The following article contains spoilers.
Through sheer might and successful long-term planning, Disney, through its control of both Marvel and Lucasfilm, has become the epicenter of the geek universe. The company steers Hollywood’s two most successful movie franchises, the Avengers saga and a revitalized Star Wars universe, and has over the past half-decade perfected the art of fan service. But thanks to a single line of dialogue in its latest film, Captain America: Civil War, Disney has seemingly blown up any chance of the ultimate fan event: A Star Wars-Marvel crossover.
During the gigantic battle royale that marks the apex of directors Joe and Anthony Russo’s new blockbuster, Spider-Man is portrayed as a fresh-faced geek just excited to meet his heroes (even if he has to fight half of them). He’s also a boy genius with a love of retro tech, and when he’s faced with the challenge of taking down a very giant nemesis, he quickly concocts a plan inspired by science fiction; after all, he’s still very new to this superhero thing, so he doesn’t have much practical experience to fall back on.
As he swings through the air, he asks his fellow Team Iron Man combatants if they’d ever seen that old movie, The Empire Strikes Back. Then proceeds to use his webbing like Luke used his T-47’s tow cables to trip up the AT-ATs in the battle on Hoth. It’s a funny moment that highlights his youth. Tony Stark was definitely alive when it hit theaters in 1980 — and shows off Peter Parker’s quick thinking and ingenuity. But it also carries some mind-blowing connotations, if you think hard enough about it (and considering the fan bases involved, people will).

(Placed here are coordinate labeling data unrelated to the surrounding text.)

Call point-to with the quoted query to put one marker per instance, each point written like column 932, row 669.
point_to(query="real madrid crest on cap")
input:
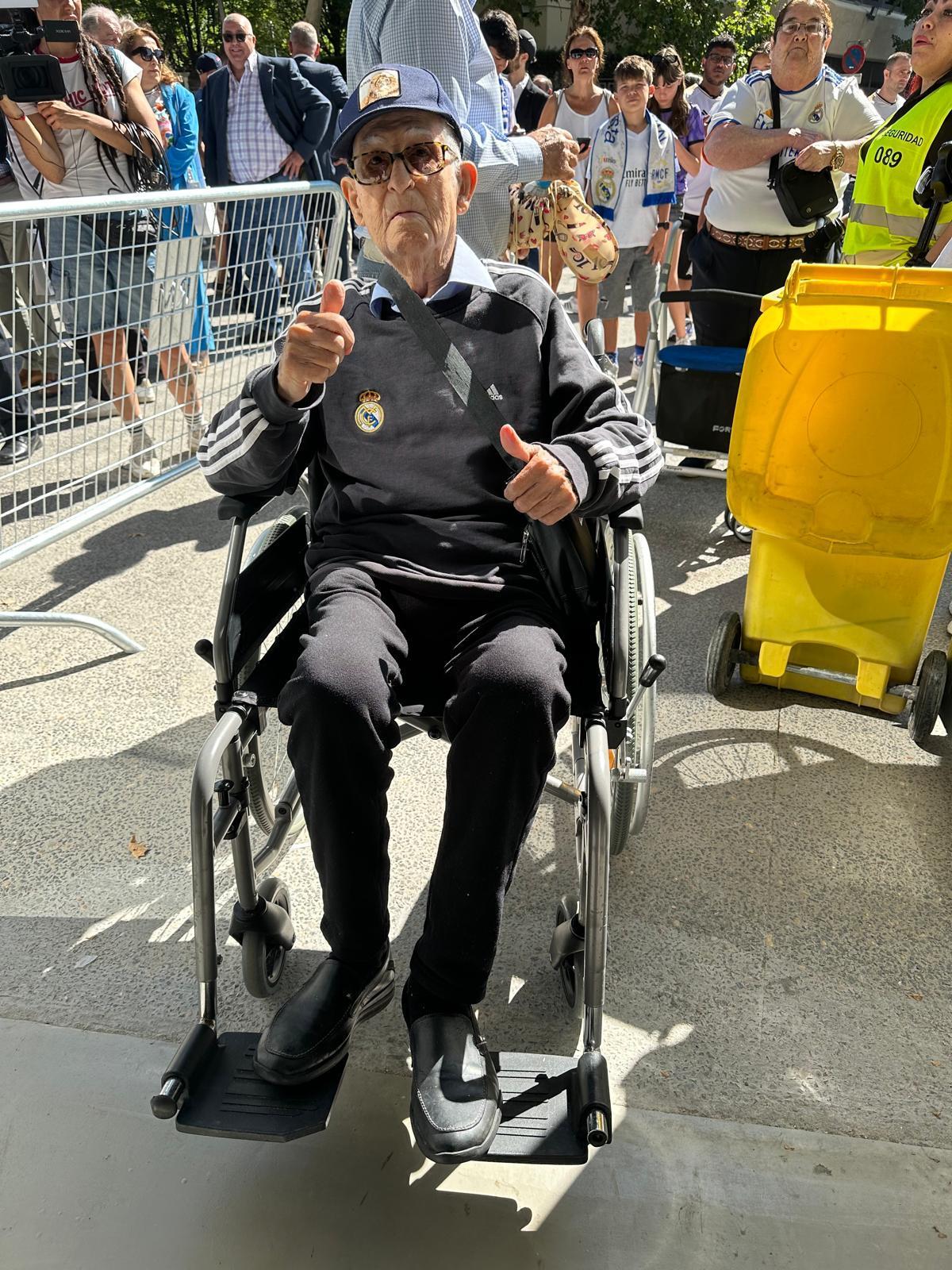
column 368, row 414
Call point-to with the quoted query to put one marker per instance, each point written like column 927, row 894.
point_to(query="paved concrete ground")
column 780, row 931
column 88, row 1180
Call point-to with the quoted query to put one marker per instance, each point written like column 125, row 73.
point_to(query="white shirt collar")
column 466, row 271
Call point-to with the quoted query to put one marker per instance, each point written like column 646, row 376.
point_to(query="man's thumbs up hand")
column 543, row 489
column 315, row 346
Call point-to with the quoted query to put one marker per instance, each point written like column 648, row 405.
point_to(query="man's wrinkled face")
column 410, row 215
column 799, row 56
column 239, row 41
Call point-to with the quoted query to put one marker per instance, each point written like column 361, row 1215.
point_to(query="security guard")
column 885, row 222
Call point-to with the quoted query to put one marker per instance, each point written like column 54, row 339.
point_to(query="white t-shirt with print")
column 634, row 224
column 86, row 171
column 831, row 107
column 698, row 186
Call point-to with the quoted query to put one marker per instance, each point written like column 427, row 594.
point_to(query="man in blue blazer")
column 264, row 124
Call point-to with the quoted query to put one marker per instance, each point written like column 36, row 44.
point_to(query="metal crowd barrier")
column 125, row 323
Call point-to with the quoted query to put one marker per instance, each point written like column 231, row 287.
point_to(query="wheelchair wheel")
column 263, row 963
column 571, row 972
column 268, row 766
column 630, row 800
column 930, row 690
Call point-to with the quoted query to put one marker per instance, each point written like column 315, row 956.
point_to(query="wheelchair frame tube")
column 598, row 819
column 232, row 567
column 203, row 829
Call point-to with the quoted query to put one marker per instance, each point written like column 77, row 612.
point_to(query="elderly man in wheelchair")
column 420, row 587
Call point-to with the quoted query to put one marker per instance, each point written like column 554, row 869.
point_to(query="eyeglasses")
column 809, row 29
column 424, row 158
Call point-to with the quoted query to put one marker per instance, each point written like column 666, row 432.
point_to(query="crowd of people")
column 660, row 152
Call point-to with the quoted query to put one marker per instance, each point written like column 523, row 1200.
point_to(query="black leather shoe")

For the most part, the Marvel movies have avoided too many pop culture references, so as to stay accessible in the coming years; Captain America’s famous to-do list from The Winter Soldier had timeless references like Nirvana, Rocky, and I Love Lucy. There’s no doubt that Star Wars is just as immortal, and unlikely to confuse anyone who streams Civil War 15 years from now (probably before watching the Cap reboot, let’s be honest). So in that respect, it’s no big surprise that the Russos, who also directed Winter Soldier, would pick such a safe reference. It’s very funny to think that Spider-Man sits at home watching Star Wars, which in his super world is fictional.
But there’s more to it than that. Star Wars very famously takes place a long time ago, in a galaxy far, far away. So sure, it’s not as if there was much of a logical chance that Captain America and co. would run into a Wookiee or have to deal with a pesky Ewok at any point in their adventures on earth. But with Guardians of the Galaxy taking place in space and the upcoming Doctor Strange involving whole different dimensions, it’s not unreasonable to think that they could run into one another if Disney so willed it.
And why wouldn’t they? They invented that sort of thing. The current rush for sustainable intellectual properties —which Disney foresaw and then helped trigger with its purchases of Marvel and Lucasfilm — has made crossover events a sort of ultimate prize for entertainment conglomerates. Captain America: Civil War is in and of itself a major crossover event, combining characters from a handful of movies into a superhero smorgasbord that will make far more money than any solo adventure can earn; it seems obvious now, but 2012’s The Avengers was a major gamble that brought everyone together. Sony gave up sole rights to Spider-Man just so it could cash in on the multiplying effect.
This is what Warner Bros. was aiming for when it made Batman V Superman: Dawn of Justice, and the disappointment of that film, both critically and at the box office, shows just how hard it is to pull off.
Fans had their hopes for a Star Wars-Marvel crossover raised when Stan Lee mused on the topic in January. Speaking to The Big Issue, the 93-year-old Marvel mastermind said, “If [Disney] feels that incorporating Star Wars with the Marvel characters will be very successful, they’ll find a way to do it. Can you imagine Spider-Man saying, ‘May the force be with you’? It may come to that!”
It turns out the Spidey did make a Star Wars reference, but not in the way Lee suggested. The joke in Civil War makes Lee’s idea much more difficult. There’d have to be a hokey “Wow, you’re real?!” moment, at the very least — though in a world of Norse gods coming to Earth and AI systems turning into purple humanoids, it’s not totally far-fetched. After all, Marvel does print the Star Wars comic books now.